The location of Ace Hotel’s first European outpost is telling; the American chain didn’t end up in Shoreditch by a glitch in the skateboard sat-nav, but planted its flag deliberately in an area which best reflects the company’s roots in the hipster world HQ of Portland, Oregon. In East London they have settled in an area with a kindred spirit of alternative individualism, creativity and cool.
Ace loves a project, and their previous hotels in places like New York, Washington and L.A. have all been to an extent a cross between restoration and rebirth, taking over historically important or iconic buildings which have fallen on hard times and giving them a new lease of life, often exaggerating the retro factor as a selling point. The property Ace chose in Shoreditch is something of a departure – a 10-year-old Crowne Plaza with little to inspire architecturally and no heritage to play up. What it offered Ace is a prime location, plenty of space, and a blank canvas on which to paint…

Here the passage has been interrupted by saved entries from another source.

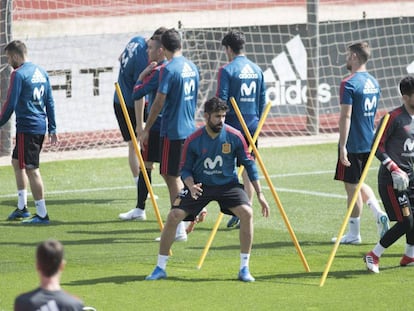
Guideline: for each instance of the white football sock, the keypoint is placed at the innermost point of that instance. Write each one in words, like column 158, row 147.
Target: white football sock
column 41, row 208
column 244, row 260
column 409, row 250
column 354, row 226
column 162, row 261
column 375, row 207
column 378, row 250
column 21, row 199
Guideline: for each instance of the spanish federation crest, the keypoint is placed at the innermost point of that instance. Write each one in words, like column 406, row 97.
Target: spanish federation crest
column 226, row 148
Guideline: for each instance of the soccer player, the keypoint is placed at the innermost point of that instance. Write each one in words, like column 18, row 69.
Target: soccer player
column 49, row 295
column 30, row 97
column 147, row 84
column 209, row 174
column 243, row 80
column 177, row 99
column 395, row 177
column 359, row 96
column 132, row 61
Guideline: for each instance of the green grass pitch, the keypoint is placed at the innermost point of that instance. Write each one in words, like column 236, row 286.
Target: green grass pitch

Wielding the brushes at Ace Hotel London is Barber and Osgerby-founded Universal Design Studio. The company has gone to town inside and out as evidenced by our work-in-progress shot of the façade transformation. The mask of surgical scaffolding is due to be peeled back this month when the hotel has its soft opening, and given Ace’s hipster credentials we’re expecting the frontage to be the hotel equivalent of a hot indie actress in glasses, but time will tell.

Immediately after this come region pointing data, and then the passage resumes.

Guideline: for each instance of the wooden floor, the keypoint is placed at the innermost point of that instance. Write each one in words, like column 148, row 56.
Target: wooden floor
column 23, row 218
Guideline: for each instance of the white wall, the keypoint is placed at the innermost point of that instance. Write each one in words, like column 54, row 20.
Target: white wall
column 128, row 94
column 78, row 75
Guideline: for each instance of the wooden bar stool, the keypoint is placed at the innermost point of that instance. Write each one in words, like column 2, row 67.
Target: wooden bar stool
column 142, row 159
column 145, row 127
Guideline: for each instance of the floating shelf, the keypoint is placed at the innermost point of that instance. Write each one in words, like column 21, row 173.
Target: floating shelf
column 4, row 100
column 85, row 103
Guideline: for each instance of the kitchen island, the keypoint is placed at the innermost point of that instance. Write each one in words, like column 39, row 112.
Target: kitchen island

It’s sure to have walk-by appeal, but what about the guest experience? Inside the accommodation cool factor increases with the size of your budget, with the larger rooms boasting radios and turntables from Revo and Rega, with a selection of vinyl supplied and a curated in-house radio station. It’s a very musical place this – for the serious artist who’s grown out of lobbing TVs into swimming pools, rooms come with blank score paper on which to compose the next critically acclaimed but commercially modest masterpiece. Lots of the furniture is vintage – natch – and there’s original artwork at every level.
From the balconies the hotel enjoys great views of iconic London buildings like The Gherkin without the need to get too close to the stench of corporate greed, but guests at a hotel such as Ace will probably be too busy hanging out in the Shoreditch ‘hood to notice the rest of the city anyway. We predict this place is going to be massive, in a, you know, whatever kind of way.